J Neurotrauma. 2003 Jun;20(6):559-69
Kipnis J, Nevo U, Panikashvili D, Alexandrovich A, Yoles E, Akselrod S, Shohami E, Schwartz M.
Department of Neurobiology, The Weizmann Institute of Science, Rehovot, Israel.
Closed head injury often has a devastating outcome, partly because the insult, like other injuries to the central nervous system (CNS), triggers self-destructive processes.

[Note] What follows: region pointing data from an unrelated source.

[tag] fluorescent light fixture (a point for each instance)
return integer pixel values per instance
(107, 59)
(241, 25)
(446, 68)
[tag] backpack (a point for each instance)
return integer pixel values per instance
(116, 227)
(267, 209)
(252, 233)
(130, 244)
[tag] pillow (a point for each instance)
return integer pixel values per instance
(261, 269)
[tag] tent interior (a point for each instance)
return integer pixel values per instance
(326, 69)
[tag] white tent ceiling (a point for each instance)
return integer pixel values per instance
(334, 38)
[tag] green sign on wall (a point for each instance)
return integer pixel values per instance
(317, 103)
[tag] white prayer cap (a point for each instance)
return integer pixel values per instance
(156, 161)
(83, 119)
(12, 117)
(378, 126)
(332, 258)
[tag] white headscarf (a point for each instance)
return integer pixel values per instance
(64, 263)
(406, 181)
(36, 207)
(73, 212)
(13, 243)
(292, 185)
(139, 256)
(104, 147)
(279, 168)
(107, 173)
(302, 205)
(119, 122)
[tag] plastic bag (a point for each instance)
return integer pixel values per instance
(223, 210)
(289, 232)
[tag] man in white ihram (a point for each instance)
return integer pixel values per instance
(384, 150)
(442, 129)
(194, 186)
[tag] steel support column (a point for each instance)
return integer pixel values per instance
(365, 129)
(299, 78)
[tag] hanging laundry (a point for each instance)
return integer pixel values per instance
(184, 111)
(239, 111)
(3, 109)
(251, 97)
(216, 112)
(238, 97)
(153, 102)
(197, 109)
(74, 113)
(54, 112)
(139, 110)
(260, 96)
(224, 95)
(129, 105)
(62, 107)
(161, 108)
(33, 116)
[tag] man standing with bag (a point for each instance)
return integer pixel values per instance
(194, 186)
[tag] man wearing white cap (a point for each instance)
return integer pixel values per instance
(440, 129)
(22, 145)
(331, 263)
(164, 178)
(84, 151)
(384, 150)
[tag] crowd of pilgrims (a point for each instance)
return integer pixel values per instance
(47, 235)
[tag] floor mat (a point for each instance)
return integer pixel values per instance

During studies of the response to other CNS insults, it was unexpectedly discovered that the immune system, if well controlled, provides protection against self-destructive activities.
Here we show that in mice with closed head injury, the immune system plays a key role in the spontaneous recovery.
Strain-related differences were observed in the ability to harness a T cell-dependent protective mechanism against the effects of the injury.
We further show that the trauma-induced deficit could be reduced, both functionally and anatomically, by post-traumatic vaccination with Cop-1, a synthetic copolymer used to treat patients with multiple sclerosis and found (using a different treatment protocol) to effectively counteract the loss of neurons caused by axonal injury or glutamate-induced toxicity.
We suggest that a compound such as Cop-1 can be safely developed as a therapeutic vaccine to boost the body's immune repair mechanisms, thereby providing multifactorial protection against the consequences of brain trauma.